Vers une conflagration sécuritaire en Libye

Vers une conflagration sécuritaire en Libye

La Libye s’enlise dans une conflagration sécuritaire pluridimensionnelle qui risque de durer dans le temps. La chute symbolique du régime Kadhafi suite au contrôle presque total de la capitale Tripoli par les forces rebelles ou l’éventuel passage de Cyrte sous la direction du CNT ne signifiera nullement la fin de la dualité de la violence dans ce pays : rebelles vs forces de sécurité du régime Kadhafi.

La Libye a été gouvernée, depuis son indépendance en 1951, par deux régimes différents sur le plan de la catégorisation systémique (monarchie sous le roi Sennouci jusqu’en 1969 et un régime atypique – Jamahiriya sous Kadhafi), mais comparables sur le plan de la défaillance démocratique.

La Jamahiriya était gouvernée selon un système pyramidale inversé (la personne de Mouammar Kadhafi, sa famille, une alliance tribale et un réseau rentier et clientéliste… ), et avec une « idéologie » populiste qui correspondait aux ambitions mégalomanes du régent de Bab El-Aziziya. Un pays qui n’était pas gouverné par des institutions fonctionnelles qui répondaient aux ambitions et besoins de son peuple, mais qui dilapidaient des ressources pour des desseins pervertis du « Guide de la Révolution » (invasion du Tchad et déstabilisation de ses voisins, terrorisme international qu’il a reconnu dans les affaires de Lockerbie et de l’avion français qui avait explosé au Sahel… ).

Un pays riche en hydrocarbures (la Libye possède la plus grande réserve de pétrole en Afrique, avec plus de 36 milliards de barils), avec une position géostratégique importante (plus de 2.000 km de façade maritime et une profondeur vers l’Afrique — Tchad et Niger — et le monde arabe — Algérie, Tunisie, Egypte et Soudan), et des capacités humaines appréciables.
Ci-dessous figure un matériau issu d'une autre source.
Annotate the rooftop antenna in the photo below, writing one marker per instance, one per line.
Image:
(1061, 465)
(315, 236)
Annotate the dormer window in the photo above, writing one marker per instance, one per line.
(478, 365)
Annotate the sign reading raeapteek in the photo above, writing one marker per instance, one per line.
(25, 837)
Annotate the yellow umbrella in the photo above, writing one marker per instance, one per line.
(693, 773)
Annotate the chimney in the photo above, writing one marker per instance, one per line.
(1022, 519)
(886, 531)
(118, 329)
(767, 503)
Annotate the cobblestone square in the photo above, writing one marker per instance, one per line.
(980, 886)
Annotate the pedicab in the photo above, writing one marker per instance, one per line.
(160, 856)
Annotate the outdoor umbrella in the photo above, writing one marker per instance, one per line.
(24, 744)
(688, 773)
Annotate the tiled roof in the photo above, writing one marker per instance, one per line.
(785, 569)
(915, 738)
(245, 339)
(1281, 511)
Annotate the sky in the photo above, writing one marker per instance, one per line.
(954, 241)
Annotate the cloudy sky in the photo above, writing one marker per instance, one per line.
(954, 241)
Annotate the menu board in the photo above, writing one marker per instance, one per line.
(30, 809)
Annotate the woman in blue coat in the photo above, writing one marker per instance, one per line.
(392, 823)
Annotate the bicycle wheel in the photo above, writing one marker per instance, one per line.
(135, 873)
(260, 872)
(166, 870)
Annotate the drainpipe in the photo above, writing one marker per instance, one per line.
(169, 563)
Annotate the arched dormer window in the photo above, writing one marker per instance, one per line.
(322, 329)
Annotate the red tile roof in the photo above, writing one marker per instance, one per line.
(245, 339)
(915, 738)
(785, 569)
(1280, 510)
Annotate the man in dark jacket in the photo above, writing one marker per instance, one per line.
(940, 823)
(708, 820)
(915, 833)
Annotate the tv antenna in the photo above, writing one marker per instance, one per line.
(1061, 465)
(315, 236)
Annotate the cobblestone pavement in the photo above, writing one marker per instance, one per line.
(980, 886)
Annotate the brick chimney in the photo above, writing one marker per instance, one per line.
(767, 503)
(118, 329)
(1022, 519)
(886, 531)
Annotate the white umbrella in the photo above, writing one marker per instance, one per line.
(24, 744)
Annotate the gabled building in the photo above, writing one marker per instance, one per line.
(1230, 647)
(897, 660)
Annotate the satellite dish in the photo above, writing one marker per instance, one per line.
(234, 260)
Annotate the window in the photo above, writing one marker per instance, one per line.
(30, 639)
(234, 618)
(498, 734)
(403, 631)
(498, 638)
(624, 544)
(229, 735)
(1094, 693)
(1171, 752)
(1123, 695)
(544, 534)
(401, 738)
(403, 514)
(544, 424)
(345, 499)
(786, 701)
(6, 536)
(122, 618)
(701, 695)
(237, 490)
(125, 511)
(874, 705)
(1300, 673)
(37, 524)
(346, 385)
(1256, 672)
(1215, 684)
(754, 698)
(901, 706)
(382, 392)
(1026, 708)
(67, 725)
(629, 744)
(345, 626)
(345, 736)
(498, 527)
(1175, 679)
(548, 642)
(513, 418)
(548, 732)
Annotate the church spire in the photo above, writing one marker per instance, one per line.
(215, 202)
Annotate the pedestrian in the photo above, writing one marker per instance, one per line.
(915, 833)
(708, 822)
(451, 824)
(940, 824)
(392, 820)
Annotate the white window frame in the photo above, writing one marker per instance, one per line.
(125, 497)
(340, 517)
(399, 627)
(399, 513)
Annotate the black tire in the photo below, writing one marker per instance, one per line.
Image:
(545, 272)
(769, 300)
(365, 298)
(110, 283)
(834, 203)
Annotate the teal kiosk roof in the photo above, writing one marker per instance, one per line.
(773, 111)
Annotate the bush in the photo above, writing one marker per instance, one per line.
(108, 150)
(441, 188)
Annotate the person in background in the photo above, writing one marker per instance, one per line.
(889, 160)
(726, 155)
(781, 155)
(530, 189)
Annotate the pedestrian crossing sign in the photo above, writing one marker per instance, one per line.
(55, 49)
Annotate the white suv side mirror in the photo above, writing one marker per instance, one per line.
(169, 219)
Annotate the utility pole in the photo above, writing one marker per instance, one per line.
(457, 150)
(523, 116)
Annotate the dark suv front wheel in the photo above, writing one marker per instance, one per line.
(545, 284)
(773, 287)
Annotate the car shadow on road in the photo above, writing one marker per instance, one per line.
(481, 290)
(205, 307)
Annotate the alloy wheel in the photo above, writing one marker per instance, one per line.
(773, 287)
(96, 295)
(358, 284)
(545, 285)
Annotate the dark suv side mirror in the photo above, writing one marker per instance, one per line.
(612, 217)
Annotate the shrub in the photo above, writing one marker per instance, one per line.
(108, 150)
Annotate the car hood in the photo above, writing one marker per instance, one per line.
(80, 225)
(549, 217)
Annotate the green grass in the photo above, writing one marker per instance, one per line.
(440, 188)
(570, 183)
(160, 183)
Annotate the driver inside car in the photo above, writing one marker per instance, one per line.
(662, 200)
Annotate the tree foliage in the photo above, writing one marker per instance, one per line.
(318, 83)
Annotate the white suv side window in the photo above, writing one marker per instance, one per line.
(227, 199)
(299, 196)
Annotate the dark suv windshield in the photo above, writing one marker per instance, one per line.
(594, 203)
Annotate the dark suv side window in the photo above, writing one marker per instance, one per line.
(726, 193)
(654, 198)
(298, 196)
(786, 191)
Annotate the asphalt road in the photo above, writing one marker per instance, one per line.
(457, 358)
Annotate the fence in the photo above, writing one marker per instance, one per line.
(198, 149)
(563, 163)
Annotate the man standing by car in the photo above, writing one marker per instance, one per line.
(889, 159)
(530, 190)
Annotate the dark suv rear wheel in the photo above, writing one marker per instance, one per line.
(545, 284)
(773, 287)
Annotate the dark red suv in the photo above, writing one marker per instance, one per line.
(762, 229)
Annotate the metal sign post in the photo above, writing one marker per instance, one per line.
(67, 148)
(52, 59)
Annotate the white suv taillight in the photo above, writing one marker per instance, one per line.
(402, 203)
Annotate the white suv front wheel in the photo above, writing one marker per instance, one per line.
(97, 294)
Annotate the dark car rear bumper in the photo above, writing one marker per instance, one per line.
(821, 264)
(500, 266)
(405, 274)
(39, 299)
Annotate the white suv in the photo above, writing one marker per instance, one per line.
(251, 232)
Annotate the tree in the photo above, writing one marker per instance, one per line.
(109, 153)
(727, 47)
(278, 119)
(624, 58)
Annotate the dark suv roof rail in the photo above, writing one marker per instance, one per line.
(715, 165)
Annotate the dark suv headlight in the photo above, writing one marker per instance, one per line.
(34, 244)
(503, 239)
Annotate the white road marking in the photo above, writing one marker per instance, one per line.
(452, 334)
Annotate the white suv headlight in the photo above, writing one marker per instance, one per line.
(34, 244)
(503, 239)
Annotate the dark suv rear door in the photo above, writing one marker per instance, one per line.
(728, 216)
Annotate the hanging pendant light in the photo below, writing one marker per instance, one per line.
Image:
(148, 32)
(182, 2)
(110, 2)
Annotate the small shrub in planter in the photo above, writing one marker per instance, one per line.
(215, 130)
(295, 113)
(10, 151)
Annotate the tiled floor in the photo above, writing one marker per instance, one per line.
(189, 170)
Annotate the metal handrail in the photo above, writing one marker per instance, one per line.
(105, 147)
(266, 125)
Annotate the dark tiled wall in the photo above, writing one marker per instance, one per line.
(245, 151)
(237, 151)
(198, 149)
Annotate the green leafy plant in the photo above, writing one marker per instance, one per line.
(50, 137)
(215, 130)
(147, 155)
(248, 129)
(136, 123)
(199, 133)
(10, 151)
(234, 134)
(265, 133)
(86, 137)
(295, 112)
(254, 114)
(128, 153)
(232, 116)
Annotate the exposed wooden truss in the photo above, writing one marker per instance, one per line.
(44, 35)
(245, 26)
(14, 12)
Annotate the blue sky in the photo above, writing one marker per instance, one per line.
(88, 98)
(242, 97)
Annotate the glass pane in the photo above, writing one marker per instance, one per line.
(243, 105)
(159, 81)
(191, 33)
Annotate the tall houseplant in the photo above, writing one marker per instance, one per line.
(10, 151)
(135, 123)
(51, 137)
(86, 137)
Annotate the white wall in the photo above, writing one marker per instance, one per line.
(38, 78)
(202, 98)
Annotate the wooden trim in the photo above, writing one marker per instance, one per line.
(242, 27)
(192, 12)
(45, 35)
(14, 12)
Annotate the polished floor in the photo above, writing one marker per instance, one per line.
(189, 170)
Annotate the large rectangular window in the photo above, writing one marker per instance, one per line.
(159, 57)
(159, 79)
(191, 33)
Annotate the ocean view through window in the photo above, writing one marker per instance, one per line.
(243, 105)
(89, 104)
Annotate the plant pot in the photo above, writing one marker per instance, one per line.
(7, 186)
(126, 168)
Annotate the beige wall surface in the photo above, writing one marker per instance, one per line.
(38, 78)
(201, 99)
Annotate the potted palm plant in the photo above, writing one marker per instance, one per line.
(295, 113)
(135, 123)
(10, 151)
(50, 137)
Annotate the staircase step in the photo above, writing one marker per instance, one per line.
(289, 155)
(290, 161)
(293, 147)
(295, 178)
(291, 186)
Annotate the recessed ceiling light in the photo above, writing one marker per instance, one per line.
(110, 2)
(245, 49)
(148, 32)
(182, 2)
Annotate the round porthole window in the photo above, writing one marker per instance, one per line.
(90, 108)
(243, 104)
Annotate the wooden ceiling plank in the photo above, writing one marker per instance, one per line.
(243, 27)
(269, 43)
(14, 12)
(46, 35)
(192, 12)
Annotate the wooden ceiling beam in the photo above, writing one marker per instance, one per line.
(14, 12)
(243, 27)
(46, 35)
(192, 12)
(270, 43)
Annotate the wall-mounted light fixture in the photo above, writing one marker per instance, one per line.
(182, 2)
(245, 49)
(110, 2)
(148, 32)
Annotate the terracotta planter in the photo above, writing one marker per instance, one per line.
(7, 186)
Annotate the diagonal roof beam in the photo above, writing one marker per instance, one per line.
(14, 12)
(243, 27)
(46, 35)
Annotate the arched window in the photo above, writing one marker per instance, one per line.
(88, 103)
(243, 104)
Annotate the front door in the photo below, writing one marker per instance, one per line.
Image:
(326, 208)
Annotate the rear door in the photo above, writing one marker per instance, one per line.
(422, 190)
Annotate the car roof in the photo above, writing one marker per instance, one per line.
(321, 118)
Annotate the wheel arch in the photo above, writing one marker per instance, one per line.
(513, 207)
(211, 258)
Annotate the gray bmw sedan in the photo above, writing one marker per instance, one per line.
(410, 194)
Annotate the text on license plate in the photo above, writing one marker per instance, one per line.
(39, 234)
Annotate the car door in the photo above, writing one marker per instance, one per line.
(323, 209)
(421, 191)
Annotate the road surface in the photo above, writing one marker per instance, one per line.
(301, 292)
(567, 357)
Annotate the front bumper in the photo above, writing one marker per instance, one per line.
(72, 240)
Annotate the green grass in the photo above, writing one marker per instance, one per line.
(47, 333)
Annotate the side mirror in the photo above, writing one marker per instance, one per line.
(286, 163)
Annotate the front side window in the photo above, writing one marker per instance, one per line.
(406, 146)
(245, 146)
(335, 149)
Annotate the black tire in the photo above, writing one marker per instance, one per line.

Ces atouts auraient pu transformer la Libye sur les plans économique et social. C’est un pays qui aurait pu devenir le Singapour du Maghreb.

Hélas, ce pays se trouve, en 2011, confronté à un changement turbulent par une rébellion soutenue militairement par des actions stratégiques de l’OTAN et par un appui diplomatique et opérationnel de l’Occident et de leurs acolytes sur le plan arabe ! Ce qui a créé un fait accompli alarmant pour l’avenir de ce pays. Entre un discours « romantique » de la démocratie et une concurrence pour partager le gâteau libyen (reconstruction et pétrole notamment), ce pays se trouvera face à des frustrations de l’époque post-Kadhafi : infrastructure détruite, dysfonctionnement de l’appareil administratif, déchéance de l’appareil sécuritaire, quête de vengeance, dislocations d’alliances tribales et multi-furcations sécuritaires, prolifération d’armes légères, proximité au « fiefdom » terroriste au Sahel, et avec des portes grandes ouvertes au crime organisé. En un mot, la boîte de pandore de l’insécurité est ouverte en Libye. La démocratie et le développement ne seront pas pour demain.